This photo booth lets you use a selfie for a corporate headshot

Nope, robot photographers are not shooting pro-quality photos yet but a new startup is promising professional-quality portraits without the actual photographer. Iris is a photo booth designed to take headshots worthy of a Linkedin profile picture for $20 a session.

Instead of working as a photo booth designed to take fun poses of friends, the Iris photo booth uses on-screen posing instructions and in-booth lighting to create what is essentially a better selfie than what any selfie stick could muster. Sample photos shared by the company show headshots on a white background with soft lighting and rectangular catchlights. The size of the booth and the sample photos suggests the system uses a wide-angle lens to snap the shots, though Iris doesn’t provide any data on what type of camera and lens is used inside the booth.

Once inside the booth, users enter their email and pay for their session (or pay ahead of time online). According to the company, on-screen posing instructions help guide the subject into a flattering pose. A video of the Iris in action shows an example of the types of on-screen posing tips: “Try crossing your arms low in front of you. It exudes confidence!”

Iris takes six photos in the booth. Users can then select their favorite photo and edit the shot right from inside the booth, using tools for teeth whitening, softening skin and removing blemishes. One photo is included with the $20 booth fee, downloaded online, but users can edit and download more of the shots online for $5 each.

Iris currently has nine booths spread from the U.S. to Canada, including booths in Florida, Minnesota, Toronto, and Nova Scotia. Several booths are located in airports, malls, and college campuses. Linkedin’s Toronto office has its own booth exclusively for the staff, according to Iris’ website.

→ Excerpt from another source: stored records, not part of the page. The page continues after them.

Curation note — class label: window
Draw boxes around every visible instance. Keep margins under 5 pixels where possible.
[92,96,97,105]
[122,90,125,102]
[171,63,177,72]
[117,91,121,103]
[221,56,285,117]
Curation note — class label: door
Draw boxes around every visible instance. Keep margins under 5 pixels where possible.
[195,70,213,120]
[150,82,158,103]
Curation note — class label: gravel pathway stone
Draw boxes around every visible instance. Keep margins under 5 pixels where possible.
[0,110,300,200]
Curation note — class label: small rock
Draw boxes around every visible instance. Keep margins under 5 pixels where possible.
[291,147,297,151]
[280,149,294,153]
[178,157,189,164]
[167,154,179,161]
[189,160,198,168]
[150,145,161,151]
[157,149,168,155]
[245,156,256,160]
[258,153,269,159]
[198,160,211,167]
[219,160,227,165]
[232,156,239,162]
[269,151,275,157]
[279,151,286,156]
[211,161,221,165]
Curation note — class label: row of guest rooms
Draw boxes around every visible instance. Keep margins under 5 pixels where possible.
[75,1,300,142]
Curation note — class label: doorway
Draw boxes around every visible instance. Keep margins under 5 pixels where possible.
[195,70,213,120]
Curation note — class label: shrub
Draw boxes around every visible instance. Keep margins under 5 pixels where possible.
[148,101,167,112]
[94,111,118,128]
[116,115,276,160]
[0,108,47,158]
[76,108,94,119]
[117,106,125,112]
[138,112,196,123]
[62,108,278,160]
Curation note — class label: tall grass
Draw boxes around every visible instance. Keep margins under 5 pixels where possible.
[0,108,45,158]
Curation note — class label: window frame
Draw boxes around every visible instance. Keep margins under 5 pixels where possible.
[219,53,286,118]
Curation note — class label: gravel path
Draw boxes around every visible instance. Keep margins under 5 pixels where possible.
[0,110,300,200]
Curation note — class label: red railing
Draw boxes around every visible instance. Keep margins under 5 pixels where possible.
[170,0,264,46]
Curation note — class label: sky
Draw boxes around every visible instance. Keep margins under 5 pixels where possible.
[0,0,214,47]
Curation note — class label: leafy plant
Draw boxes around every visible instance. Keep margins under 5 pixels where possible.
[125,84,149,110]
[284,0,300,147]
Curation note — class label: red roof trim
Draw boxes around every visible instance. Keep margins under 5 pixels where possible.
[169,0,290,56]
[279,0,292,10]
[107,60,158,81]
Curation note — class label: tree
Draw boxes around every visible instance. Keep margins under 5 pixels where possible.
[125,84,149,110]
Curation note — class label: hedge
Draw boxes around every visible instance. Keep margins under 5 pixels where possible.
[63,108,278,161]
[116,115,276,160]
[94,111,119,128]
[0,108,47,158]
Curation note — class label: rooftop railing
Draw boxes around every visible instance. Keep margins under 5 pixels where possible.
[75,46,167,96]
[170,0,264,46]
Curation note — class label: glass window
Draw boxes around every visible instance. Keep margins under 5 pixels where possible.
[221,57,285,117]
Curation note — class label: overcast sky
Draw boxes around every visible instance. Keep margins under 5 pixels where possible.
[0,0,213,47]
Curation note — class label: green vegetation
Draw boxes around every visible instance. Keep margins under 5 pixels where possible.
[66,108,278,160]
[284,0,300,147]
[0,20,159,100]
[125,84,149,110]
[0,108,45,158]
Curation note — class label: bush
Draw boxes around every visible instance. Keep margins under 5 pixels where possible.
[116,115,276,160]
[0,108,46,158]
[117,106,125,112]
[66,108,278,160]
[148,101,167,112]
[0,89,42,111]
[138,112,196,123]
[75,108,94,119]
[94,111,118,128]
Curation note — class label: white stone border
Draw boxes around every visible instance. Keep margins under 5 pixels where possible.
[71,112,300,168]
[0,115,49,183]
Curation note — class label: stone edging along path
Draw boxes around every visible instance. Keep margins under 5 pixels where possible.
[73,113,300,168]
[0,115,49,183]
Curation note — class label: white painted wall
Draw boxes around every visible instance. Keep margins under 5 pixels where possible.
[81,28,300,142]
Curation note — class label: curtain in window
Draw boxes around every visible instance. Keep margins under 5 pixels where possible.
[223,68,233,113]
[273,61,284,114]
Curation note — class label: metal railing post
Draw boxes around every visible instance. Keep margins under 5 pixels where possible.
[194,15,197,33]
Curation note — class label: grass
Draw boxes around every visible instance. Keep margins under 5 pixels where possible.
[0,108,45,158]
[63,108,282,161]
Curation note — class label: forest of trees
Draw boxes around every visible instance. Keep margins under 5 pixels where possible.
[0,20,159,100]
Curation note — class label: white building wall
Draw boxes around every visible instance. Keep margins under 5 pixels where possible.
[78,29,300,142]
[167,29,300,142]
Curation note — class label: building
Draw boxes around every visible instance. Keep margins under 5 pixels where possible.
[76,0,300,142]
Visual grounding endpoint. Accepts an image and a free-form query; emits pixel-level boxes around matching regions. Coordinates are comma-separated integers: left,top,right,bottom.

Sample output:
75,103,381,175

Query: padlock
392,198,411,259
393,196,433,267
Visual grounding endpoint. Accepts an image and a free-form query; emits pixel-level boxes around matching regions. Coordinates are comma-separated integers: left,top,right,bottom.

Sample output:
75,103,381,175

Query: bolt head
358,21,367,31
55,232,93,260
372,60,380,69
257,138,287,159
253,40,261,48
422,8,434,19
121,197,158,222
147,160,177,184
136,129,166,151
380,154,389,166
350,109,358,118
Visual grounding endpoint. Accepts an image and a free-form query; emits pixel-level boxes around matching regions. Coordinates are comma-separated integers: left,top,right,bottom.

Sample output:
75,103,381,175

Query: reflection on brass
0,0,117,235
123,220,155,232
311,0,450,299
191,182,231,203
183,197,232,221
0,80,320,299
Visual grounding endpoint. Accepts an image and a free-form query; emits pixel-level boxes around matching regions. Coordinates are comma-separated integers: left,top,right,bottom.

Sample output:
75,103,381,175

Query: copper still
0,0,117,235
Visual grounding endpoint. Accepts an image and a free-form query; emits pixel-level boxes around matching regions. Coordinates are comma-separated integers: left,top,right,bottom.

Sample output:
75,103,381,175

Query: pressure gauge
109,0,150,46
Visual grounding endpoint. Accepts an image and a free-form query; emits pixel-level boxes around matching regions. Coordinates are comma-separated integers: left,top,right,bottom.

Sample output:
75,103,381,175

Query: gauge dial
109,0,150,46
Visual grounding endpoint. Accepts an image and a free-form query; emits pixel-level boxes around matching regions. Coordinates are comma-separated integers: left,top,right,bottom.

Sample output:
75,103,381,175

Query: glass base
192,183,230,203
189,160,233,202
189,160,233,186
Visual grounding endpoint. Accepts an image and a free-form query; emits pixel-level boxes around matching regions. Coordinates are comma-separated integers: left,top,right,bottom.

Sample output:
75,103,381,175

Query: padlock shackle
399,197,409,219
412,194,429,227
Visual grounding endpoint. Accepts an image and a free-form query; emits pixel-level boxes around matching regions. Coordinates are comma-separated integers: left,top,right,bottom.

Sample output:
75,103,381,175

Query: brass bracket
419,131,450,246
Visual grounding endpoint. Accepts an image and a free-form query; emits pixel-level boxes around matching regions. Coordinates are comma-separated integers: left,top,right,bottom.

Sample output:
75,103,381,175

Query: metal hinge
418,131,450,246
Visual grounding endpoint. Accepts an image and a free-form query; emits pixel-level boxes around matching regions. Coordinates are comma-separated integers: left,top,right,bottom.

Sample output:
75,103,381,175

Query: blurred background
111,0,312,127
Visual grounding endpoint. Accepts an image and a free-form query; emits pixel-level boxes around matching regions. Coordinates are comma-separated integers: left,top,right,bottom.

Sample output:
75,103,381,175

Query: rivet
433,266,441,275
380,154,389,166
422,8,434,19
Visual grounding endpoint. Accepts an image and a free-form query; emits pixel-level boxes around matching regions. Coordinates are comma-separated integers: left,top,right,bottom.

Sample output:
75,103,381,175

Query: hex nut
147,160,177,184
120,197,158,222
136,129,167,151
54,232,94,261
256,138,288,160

While Iris is a unique concept, the startup is not alone in its goal to make good selfies easier to snap. Apple was recently awarded a patent that automatically detects whether the selfie is for a group or an individual, switching to a wide-angle lens for the group but a more flattering telephoto for the individual, since telephoto lenses tend to create less distortion and also encourage better posing with the phone farther from the face.